In my own practice over 80% of TMD patients presenting with migraine type headache achieve significant or total relief. As with all medical disorders, a very thorough diagnosis with identification of contributing factors is key to effective therapy. In my experience, deficiency of diagnostic evaluation is the chief cause of treatment failure.
It is a matter of common sense that a direct impact to the lower jaw, temple, or temporomandibular joint can result in injury to the TM joint. A lesser-known mechanism of injury is the TM joint injury resulting from trauma to structures, which directly or indirectly provide attachment to or are functionally related to jaw biomechanics. Neck whiplash injuries are a common cause of late onset symptoms of jaw dysfunctions. Several scientific studies have looked at this specific relationship. The most recent study by Sale and Isberg, published in the Journal of American Dental Association in 2007, reported the incidence of new TM disorder symptoms was 5 times higher in the whiplash injury group as compared to the control group. In the whiplash group, 2 out of 3 patients reported onset of symptoms within 12 months and 20% of the whiplash group stated TMD as their major complaint. Our clients often present with TMD complaints months or years following their whiplash injury without ever having been evaluated for TMD prior to settlement for medical cost of treating the whiplash injury to their neck. TMD treatment then becomes an out of pocket expense and cost alone may prevent the injured person from receiving effective TMD treatment.
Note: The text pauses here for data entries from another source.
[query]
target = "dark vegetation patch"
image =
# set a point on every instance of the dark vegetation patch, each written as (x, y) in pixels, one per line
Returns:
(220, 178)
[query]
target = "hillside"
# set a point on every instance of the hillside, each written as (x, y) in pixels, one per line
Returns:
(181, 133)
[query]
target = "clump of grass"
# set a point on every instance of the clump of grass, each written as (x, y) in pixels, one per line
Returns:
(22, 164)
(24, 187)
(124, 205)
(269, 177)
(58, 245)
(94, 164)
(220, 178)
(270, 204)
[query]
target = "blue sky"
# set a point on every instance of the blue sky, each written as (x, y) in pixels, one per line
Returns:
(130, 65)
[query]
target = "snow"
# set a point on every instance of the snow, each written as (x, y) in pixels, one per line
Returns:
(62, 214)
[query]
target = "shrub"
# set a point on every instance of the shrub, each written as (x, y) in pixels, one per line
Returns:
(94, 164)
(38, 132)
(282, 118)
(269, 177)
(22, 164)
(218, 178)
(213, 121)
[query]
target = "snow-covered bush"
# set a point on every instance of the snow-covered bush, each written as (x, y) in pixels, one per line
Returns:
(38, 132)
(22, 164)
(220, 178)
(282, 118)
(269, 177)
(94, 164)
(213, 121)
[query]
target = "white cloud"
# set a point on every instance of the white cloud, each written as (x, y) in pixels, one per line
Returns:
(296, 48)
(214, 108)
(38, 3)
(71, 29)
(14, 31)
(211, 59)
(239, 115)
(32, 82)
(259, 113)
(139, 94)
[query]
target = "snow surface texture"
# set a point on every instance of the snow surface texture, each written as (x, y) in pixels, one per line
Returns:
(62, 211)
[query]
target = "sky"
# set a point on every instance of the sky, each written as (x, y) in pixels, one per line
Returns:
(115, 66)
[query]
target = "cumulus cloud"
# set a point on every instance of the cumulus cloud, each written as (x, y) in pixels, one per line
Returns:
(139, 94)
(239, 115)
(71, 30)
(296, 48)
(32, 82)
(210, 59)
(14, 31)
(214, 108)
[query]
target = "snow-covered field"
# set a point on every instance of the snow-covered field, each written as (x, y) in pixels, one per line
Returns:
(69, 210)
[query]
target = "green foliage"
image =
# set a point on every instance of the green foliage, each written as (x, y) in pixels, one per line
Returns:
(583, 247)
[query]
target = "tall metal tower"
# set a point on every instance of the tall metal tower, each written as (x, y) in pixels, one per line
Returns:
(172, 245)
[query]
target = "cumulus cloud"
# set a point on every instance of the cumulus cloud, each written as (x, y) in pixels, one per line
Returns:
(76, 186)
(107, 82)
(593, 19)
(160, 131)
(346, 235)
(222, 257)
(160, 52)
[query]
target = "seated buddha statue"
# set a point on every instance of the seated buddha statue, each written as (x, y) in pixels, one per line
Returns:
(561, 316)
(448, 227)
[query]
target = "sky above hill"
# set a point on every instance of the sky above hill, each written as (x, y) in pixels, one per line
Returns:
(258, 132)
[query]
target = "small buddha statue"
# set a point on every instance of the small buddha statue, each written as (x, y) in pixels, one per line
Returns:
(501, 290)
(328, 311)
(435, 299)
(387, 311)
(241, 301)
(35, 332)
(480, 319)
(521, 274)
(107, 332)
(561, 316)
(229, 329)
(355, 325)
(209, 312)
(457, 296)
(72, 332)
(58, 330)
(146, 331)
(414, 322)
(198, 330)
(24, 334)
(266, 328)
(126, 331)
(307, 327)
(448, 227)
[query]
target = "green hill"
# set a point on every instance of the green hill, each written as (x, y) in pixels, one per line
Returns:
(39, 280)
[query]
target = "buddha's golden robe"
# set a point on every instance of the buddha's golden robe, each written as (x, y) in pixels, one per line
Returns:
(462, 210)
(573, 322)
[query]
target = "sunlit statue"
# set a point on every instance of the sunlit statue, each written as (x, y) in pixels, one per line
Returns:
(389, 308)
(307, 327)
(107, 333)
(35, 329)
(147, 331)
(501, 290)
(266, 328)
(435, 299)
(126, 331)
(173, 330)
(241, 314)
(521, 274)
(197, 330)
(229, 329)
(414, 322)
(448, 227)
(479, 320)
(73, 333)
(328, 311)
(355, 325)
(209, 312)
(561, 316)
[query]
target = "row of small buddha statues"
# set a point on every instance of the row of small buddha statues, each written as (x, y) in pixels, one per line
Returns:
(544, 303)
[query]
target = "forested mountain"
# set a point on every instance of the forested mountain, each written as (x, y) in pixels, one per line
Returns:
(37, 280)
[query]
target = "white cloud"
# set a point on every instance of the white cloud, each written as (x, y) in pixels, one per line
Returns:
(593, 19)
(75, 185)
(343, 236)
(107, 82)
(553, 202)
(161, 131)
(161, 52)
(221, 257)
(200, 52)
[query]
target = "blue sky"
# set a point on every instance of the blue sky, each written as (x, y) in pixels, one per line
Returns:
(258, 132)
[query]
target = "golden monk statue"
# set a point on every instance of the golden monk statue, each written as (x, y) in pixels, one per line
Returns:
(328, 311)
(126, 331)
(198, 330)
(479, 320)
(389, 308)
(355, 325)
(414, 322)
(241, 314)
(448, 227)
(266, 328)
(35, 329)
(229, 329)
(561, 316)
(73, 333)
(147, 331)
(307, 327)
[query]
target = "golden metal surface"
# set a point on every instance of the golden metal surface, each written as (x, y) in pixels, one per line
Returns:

The important points to remember are
1) Cervical whiplash alone without direct impact to the temporomandibular structures results in the development of significant TMD complaints in 2 out of 3 whiplash injuries
2) If yourself, a friend or a loved-one suffer a neck whiplash injury from a fall or motor vehicle accident, monitor closely for at least 12 months for the development of possible TMD related symptoms
Patients frequently present with mysterious pain or other symptoms in the head and jaws, which they do not associate with jaw dysfunction (TMJ-TMD). Recently a woman presented with the primary complaint of ear pain. Thinking she had an ear infection, she sought care from her primary physician and an ENT (ear, nose, and throat physician). Both assured her there was no evidence of infection but they did not have an explanation for the pain and gave no recommendation for treatment. She explained to me that although her jaw joints clicked and popped, she did not experience jaw joint pain or limitation of movement. She had come to see me on recommendation of a friend and was uncertain how a dentist could help her ear pain. The explanation of the mysterious ear pain is actually well understood. The ear pain was what we call “referred pain” resulting from pinching of a branch of the auriculotemporal nerve as it passes thru the temporomandibular joint on its way to the inner ear. Treatment of the underlying jaw dysfunction resulted in relief of her chronic ear pain.
One of the challenges to effective treatment of chronic head and jaw pain is proper diagnosis of the cause, which is often not immediately apparent.